If you find yourself in a situation where you have to defend what you think you hold dear by pointing a gun, unless you’re willing to use it not only do you fail to protect but you also invite more threatening behavior. It’s a lesson many Republican Louisiana statewide elected officials – including two running for governor next year – and legislative leaders could learn, citizens discovered to their dismay at the latest State Bond Commission meeting.
Last week, the panel again took up the matter of issuing a $39 million line of credit to the New Orleans Sewerage and Water Board to finance flood protection measures. The previous two months majorities – at first all or representatives of Republicans Atty. Gen. Jeff Landry, Lt. Gov. Billy Nungesser, Treas. John Schroder, Sec. of State Kyle Ardoin, House Speaker Clay Schexnayder, and Sen. Pres. Page Cortez, plus appointees of Schexnayder and Cortez, voted not to advance the item because of a controversial official decision made by New Orleans.
This took the form of a City Council resolution explaining a decision essentially only when committed in the presence of law enforcement to enforce the state’s ban on almost all abortions. It pledged not to devote any city resources to investigating reports of abortion occurring except when incident to another alleged offense. The GOP SBC attendees at first unanimously held it up, pending further explanation by the city that it would investigate all reported instances.
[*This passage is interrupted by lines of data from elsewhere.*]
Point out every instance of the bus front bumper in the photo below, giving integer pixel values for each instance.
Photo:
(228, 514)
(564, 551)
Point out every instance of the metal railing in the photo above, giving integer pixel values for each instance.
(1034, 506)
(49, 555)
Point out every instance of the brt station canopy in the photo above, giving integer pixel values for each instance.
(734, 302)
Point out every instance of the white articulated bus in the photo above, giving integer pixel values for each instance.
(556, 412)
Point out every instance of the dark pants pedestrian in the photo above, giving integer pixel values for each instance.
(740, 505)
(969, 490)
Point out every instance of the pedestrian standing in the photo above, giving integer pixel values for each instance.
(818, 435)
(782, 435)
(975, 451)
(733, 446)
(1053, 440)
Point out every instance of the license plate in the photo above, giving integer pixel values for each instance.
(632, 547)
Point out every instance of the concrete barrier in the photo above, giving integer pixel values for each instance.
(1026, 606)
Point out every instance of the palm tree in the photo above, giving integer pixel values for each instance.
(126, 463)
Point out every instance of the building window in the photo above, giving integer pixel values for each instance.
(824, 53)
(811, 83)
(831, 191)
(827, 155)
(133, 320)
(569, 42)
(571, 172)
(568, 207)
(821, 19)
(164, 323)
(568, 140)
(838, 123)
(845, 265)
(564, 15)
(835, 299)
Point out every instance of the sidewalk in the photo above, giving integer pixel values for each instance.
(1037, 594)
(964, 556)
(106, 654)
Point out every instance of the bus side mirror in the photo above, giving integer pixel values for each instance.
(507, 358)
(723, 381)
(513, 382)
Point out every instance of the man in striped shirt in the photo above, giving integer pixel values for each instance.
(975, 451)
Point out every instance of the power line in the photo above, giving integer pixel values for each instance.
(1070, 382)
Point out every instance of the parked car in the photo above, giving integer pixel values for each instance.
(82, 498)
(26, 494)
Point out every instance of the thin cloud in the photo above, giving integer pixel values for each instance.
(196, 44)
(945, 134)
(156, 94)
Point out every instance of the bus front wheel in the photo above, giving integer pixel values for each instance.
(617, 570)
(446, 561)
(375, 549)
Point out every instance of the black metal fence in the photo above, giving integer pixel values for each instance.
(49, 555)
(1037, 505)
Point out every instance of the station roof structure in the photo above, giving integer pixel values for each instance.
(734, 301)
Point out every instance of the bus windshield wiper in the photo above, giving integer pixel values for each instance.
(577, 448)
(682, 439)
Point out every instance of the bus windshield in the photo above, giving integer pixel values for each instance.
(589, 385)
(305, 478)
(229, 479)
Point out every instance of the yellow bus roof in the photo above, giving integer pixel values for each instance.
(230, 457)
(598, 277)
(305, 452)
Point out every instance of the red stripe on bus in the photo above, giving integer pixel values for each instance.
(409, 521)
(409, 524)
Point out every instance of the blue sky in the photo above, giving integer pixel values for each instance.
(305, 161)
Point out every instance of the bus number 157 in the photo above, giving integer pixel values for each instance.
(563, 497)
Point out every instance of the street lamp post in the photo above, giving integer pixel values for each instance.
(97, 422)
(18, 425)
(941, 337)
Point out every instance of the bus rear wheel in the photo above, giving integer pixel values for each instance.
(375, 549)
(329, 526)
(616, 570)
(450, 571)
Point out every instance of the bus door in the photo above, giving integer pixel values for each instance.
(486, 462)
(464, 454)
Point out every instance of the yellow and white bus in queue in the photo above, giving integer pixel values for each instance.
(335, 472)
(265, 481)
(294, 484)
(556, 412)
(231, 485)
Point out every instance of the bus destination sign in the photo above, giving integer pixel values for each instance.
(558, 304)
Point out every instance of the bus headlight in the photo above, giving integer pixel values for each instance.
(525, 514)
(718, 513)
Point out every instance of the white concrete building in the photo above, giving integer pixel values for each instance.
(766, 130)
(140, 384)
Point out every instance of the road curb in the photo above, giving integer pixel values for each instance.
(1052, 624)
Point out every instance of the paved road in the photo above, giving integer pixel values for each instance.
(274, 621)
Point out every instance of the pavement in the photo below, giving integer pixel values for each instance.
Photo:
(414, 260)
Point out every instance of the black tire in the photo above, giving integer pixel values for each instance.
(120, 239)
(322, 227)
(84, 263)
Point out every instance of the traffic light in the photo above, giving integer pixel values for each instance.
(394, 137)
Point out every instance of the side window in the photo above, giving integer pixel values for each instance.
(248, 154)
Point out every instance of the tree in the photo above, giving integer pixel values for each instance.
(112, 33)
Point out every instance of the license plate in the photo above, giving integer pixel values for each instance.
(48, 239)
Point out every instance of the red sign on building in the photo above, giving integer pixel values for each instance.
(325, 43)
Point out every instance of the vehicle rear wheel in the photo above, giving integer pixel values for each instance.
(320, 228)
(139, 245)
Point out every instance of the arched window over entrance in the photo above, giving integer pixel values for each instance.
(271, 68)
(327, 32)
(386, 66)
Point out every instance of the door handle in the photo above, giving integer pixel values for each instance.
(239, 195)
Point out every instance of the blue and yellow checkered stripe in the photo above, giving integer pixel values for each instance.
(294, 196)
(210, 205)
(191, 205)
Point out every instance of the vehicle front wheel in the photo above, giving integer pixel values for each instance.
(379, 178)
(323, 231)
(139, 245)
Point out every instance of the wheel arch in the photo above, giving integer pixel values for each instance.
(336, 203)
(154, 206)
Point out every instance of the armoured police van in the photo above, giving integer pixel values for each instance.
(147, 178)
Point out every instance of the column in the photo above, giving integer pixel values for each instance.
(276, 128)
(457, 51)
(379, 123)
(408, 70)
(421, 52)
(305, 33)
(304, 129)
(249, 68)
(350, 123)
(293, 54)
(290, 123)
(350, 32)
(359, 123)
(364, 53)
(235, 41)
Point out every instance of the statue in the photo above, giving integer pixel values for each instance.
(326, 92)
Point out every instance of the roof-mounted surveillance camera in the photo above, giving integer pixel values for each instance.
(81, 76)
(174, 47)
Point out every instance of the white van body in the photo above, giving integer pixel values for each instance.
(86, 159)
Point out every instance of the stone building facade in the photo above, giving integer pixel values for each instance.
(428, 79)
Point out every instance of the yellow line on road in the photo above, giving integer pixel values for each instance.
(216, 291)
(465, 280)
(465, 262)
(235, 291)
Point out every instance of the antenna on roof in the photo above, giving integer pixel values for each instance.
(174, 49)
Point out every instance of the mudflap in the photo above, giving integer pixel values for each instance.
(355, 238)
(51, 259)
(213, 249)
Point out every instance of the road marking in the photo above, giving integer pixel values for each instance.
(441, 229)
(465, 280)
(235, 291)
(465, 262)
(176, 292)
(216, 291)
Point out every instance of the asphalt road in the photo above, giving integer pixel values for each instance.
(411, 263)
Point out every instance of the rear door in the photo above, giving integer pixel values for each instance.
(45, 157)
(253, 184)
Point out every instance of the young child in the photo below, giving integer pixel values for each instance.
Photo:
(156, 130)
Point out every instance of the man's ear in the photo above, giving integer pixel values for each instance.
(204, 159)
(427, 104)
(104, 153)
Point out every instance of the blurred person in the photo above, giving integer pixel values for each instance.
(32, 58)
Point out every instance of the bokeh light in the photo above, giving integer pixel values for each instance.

Last month, no explanation was forthcoming, but Cortez and his Senate appointees, which included a Democrat this time, defected to leave just a narrow margin favoring delay. Then this time, despite the city’s attorney showing up and reading to the panel the disingenuous resolution that showed no willingness to investigate alleged breaches of the law, all except Landry’s designee cravenly gave in, presenting a laundry list of half-baked, ill-considered rationales for their choice.
Schexnayder queried about whether the abortion law had been broken. This missed this point entirely; the issue at hand was a local government was thumbing its nose at the rule of law by declaring it would apply state law selectively if not put in a position forcing it to do so. It doesn’t matter the degree of lawlessness; what matters is a fundamental rejection of the rule of law that threatens the very basis of representative democracy.
Nungesser (finally showing up personally to one of these) hinted his representatives had mistakenly voted it down and that rejecting it smacked of politicization and held up flood protection. But New Orleans officials are the culprits whose dereliction of duty invited in the political controversy, where to uphold the rule of law the state must use means such as this to remove this threat to democracy, and it is their actions that block flood protection that to initiate merely required they remove any pledge that they would prohibit use city resources to investigate in a timely fashion all accusations of abortion having occurred.
Schroder questioned why this one issue related to New Orleans brought protest, as opposed to other SBC requests or actions that Landry’s office could take. Yet using one tool at the exclusion of others doesn’t change the rectitude of using that, and Landry’s office has pursued all of the other means at its disposal. Despite that, Schroder maintained the SBC wasn’t the venue for dealing with this issue.
Cortez emphasized the SBC should take a ministerial role and that policy shouldn’t intrude into its decision. However, that misunderstands fundamentally the nature of politics, which is who gets what, when, and how. If a government body has the power to makes these kinds of decisions, as the SBC does, then by their very nature its outputs are policy – as it explicitly has demonstrated several times in the past by excluding vendors who practice viewpoint discrimination from bidding for its business, to the approval of Schroder and Nungesser.
And in all of this excuse-making, with the possible exception of Nungesser who basically said he wasn’t paying attention to his job, none of these officials seemed to comprehend the inconsistency, if not outright hypocrisy, of their positions: if all the reasons they gave to move forward with the item were true, then why did all of them (or their stand-ins) vote against that two months ago, and many of them did so again last month? Two months ago, they presented themselves as principled in their votes against, but now appear to abandon that for some kind of political gain – no doubt in the cases of Nungesser and Schroder related to electoral politics as they expect Landry, who they trail in polling, to oppose their quests for the state’s top job.
Imagine if civil rights pioneers jailed for their objections to illegal, unconstitutional, and immoral actions by a local government stayed imprisoned one night, then capitulated because it was inconvenient to their aspirations and they thought the symbolism more important than the outcome. Ridding racism from governance would have taken far longer, and in the present instance the lack of fortitude by Nungesser, Schroder, Ardoin, and Schexnayder and Cortez and with their designees shows how willingly they abandon principle for politics, unlike Landry seemingly unconcerned with defending a fundamental principle of American representative democracy whose violators now will be all the more encouraged to engage in lawless rule by fiat.